Member of Parliament for Rimouski
- In office October 1950 – August 1953
- Preceded by: Gleason Belzile
- Succeeded by: Gérard Légaré

Personal details
- Born: Joseph Hervé Rousseau 22 October 1877 Trois-Pistoles, Quebec
- Died: 5 June 1964 (aged 86)
- Party: Independent Liberal
- Spouse(s): Belanger m. 8 May 1905 Yvonne Langis m. unknown
- Profession: notary

= Joseph Rousseau =

Canadian politician

Joseph Hervé Rousseau (22 October 1877 - 5 June 1964) was an Independent Liberal member of the House of Commons of Canada. He was born in Trois-Pistoles, Quebec and became a notary by career.

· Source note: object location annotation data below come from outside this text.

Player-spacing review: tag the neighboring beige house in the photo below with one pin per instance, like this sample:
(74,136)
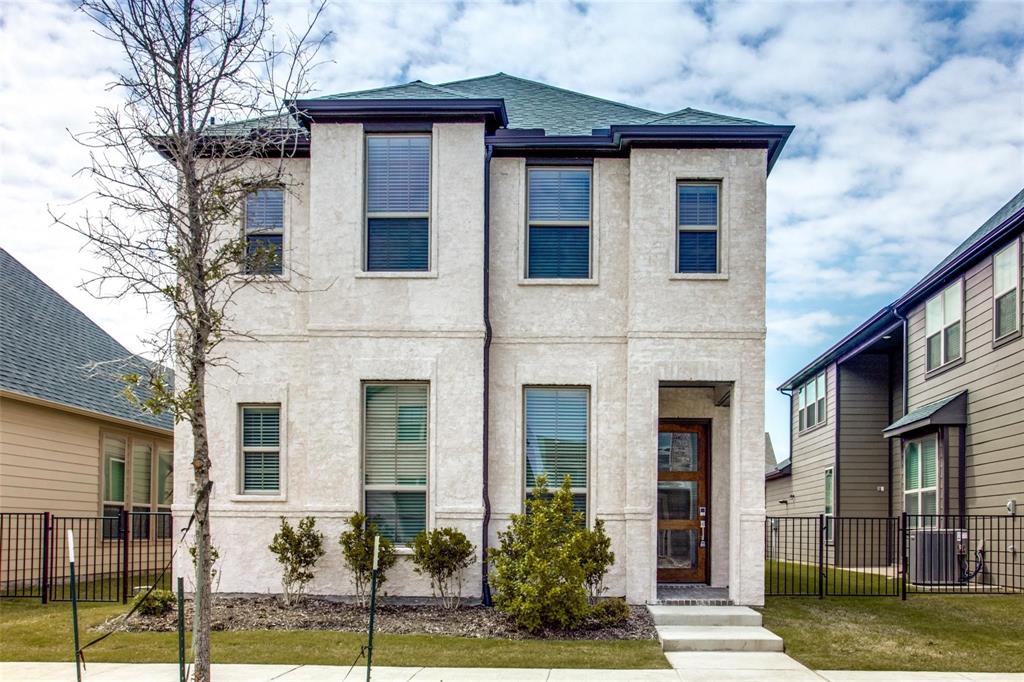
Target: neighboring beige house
(921,409)
(71,442)
(501,279)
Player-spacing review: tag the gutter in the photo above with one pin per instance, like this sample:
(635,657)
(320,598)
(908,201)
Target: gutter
(485,586)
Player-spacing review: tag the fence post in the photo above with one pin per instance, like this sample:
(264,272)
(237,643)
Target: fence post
(821,556)
(124,555)
(44,573)
(903,559)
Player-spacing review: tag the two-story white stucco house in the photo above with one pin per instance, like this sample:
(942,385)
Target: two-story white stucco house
(495,279)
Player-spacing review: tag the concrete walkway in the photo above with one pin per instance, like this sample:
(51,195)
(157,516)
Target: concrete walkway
(704,667)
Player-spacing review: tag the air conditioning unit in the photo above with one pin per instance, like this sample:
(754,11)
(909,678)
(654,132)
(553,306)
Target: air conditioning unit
(933,556)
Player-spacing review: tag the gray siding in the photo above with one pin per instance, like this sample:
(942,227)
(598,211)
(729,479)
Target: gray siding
(863,452)
(994,378)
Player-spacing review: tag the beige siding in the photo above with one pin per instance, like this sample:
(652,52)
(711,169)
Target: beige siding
(994,378)
(863,453)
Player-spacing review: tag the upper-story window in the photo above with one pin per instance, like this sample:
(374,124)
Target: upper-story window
(397,235)
(698,227)
(558,233)
(811,401)
(1006,290)
(943,326)
(264,231)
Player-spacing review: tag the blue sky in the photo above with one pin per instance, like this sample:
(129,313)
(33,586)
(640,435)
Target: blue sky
(909,124)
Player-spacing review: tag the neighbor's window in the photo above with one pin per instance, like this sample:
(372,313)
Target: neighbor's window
(829,504)
(697,241)
(811,402)
(558,233)
(921,478)
(264,230)
(394,454)
(115,451)
(261,450)
(1006,290)
(556,421)
(943,329)
(397,236)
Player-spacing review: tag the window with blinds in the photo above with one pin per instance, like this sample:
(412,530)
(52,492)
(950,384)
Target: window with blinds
(397,233)
(558,229)
(697,237)
(1006,290)
(261,450)
(943,326)
(557,438)
(394,458)
(921,478)
(264,231)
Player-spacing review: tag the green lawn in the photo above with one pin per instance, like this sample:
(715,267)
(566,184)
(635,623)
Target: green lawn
(977,633)
(30,631)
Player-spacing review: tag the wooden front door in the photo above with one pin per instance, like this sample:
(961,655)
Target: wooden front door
(683,511)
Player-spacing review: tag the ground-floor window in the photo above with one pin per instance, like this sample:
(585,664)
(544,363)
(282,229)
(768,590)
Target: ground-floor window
(394,458)
(556,438)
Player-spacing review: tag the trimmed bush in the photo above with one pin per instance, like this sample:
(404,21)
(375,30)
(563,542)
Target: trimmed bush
(297,551)
(443,554)
(157,602)
(609,612)
(595,557)
(357,552)
(537,571)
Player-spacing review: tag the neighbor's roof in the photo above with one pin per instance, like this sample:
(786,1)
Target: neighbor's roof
(49,350)
(1005,221)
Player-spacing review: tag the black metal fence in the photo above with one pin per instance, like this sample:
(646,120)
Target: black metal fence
(893,556)
(115,555)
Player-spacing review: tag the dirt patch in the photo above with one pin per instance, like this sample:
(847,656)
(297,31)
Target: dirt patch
(270,613)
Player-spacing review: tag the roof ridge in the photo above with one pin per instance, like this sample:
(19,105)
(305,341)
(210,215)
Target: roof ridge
(553,87)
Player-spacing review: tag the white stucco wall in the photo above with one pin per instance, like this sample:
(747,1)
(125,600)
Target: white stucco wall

He was educated at Ste-Anne-de-la-Pocatière College, then at Université Laval where he received his Bachelor of Civil Law degree. For twelve years he was president of the Trois-Pistoles school commission, and once unsuccessfully campaigned for a seat in the Legislative Assembly of Quebec.

Rousseau was first elected to Parliament at the Rimouski riding in a by-election on 16 October 1950. After completing his term in the 21st Canadian Parliament he was defeated in the 1953 election by Gérard Légaré, the official Liberal party candidate on that occasion.